Assuming arguendo that the extraordinary writ of certiorari must prosper, we must point out to the petitioner the oft-cited ruling in the case of Crespo vs. Mogul, 23

Once a complaint or information is filed in court, any disposition of the case such as its dismissal or its continuation rests on the sound discretion of the court. Trial judges are thus required to make their own assessment of whether the secretary of justice committed grave abuse of discretion in granting or denying the appeal, separately and independently of the prosecution's or the secretary's evaluation that such evidence is insufficient or that no probable cause to hold the accused for trial exists.

It is therefore imperative upon the trial judge to make an assessment of the motion to withdraw before granting or denying the same for he is in the best position to rule on the same.

Finally, we have to make the pronouncement that public respondent was not remiss in his sworn duty to prosecute violators of the law and to keep the innocent from behind bars.1âwphi1.nęt

WHEREFORE, IN VIEW OF THE FOREGOING, the petition is hereby DISMISSED.

SO ORDERED.

Bellosillo, Mendoza, Quisumbing and De Leon, Jr., JJ., concur.


Footnotes

1 Annexes "C", "C-1" to "C-4"; Rollo pp. 39-43.

2 Annex "A"; Ibid., p. 37.

3 Annex "K"; Ibid., p. 163.

4 Annex "F"; Ibid., p. 56.

5 Annex "L"; Ibid., 165.

6 Annexes "G" and "M"; Ibid., pp. 64 and 169.

7 Annex "H"; Ibid., p. 113.

8 Ibid., p. 128.

9 Annex "I"; Ibid., p. 129.

10 Annex "J"; Ibid., p. 159.

11 Vda. de Jacob vs.

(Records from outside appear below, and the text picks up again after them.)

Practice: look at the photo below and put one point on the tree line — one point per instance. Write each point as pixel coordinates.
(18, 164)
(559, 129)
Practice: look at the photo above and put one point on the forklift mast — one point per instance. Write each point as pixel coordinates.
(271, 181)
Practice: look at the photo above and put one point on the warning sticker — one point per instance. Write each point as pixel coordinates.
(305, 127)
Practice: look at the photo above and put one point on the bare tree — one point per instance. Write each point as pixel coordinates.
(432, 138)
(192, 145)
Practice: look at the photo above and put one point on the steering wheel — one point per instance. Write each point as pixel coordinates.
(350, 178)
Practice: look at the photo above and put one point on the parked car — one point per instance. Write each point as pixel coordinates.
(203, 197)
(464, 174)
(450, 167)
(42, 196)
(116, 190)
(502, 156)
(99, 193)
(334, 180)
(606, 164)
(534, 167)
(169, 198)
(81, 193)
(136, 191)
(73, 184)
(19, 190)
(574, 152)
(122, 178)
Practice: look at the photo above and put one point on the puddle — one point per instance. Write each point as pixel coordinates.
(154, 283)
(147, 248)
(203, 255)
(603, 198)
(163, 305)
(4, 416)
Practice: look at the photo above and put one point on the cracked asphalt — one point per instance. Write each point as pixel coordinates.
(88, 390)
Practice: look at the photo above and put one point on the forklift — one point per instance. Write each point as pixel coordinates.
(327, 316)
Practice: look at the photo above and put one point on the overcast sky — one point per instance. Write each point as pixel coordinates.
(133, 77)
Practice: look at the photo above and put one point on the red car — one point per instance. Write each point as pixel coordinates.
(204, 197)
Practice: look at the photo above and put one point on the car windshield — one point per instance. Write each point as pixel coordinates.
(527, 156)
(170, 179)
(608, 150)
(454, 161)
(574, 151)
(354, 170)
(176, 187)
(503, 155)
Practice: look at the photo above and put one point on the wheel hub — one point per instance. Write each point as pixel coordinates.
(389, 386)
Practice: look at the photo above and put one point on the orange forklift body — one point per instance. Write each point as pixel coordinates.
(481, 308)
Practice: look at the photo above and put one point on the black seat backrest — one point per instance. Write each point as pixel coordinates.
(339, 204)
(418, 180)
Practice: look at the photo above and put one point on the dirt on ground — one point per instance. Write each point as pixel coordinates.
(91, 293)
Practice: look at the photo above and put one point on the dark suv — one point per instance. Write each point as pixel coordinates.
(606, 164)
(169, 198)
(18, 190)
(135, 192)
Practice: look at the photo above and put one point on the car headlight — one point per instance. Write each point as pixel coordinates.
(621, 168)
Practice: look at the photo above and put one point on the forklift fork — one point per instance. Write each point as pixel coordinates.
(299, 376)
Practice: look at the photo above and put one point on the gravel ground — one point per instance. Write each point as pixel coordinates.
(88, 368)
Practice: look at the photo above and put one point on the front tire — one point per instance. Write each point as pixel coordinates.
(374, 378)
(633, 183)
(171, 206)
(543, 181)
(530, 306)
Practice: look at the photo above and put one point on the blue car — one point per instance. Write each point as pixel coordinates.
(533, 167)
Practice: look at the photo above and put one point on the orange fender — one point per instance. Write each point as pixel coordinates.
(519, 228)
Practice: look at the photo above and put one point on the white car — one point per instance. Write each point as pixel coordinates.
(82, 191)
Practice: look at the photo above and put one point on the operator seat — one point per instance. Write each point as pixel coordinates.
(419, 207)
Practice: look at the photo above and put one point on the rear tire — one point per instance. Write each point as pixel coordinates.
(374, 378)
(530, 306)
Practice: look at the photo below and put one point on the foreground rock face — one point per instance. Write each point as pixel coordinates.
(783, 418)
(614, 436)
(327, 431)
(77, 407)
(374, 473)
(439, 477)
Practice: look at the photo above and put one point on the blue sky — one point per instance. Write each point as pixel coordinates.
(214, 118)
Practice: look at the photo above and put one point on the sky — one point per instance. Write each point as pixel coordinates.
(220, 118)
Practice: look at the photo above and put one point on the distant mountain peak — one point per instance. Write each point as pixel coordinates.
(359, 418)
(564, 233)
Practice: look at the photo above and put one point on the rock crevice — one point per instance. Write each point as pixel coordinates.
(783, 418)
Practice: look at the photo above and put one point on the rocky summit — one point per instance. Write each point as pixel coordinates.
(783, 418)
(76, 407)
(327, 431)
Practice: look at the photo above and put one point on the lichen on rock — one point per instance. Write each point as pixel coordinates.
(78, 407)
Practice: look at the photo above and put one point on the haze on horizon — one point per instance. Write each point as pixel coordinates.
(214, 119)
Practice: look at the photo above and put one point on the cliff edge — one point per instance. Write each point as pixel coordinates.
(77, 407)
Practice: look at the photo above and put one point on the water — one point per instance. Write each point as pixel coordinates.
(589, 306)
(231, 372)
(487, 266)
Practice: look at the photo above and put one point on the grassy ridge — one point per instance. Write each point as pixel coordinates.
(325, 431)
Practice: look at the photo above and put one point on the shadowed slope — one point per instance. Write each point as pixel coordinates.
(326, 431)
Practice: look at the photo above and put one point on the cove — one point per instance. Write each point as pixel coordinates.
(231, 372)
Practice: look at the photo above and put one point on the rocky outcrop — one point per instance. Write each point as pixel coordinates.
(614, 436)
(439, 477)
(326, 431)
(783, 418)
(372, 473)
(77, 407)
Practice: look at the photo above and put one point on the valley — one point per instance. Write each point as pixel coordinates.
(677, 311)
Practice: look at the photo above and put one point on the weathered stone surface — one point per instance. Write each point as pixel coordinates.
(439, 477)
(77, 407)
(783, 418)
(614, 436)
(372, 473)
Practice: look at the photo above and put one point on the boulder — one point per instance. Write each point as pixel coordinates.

Puno, 131 SCRA 144.

12 278 SCRA 656.

13 Annex "K"; Rollo, p. 163.

14 G.R. No. 118971, promulgated on September 15, 1999.

15 Lopez vs. Court of Appeals, 145 Phil. 219; Mercado vs. CFI of Rizal, Branch V, 201 Phil 565; Babst vs. National Intelligence Board, 132 SCRA 316.

16 Annex "A"; Rollo, p. 37.

17 Art. III, Section 4, 1987 Constitution.

18 37 Phil. 731, 740-741.

19 Rule 65, Section 1, Rules of Court.

20 268 SCRA 666.

21 278 SCRA 736.

22 Comendador vs. de Villa, 200 SCRA 80, 98 citing Arula vs. Espino, 28 SCRA 540.

23 151 SCRA 462, 467 as cited in the case of Ledesma vs. Court of Appeals, 278 SCRA 656, 682-683.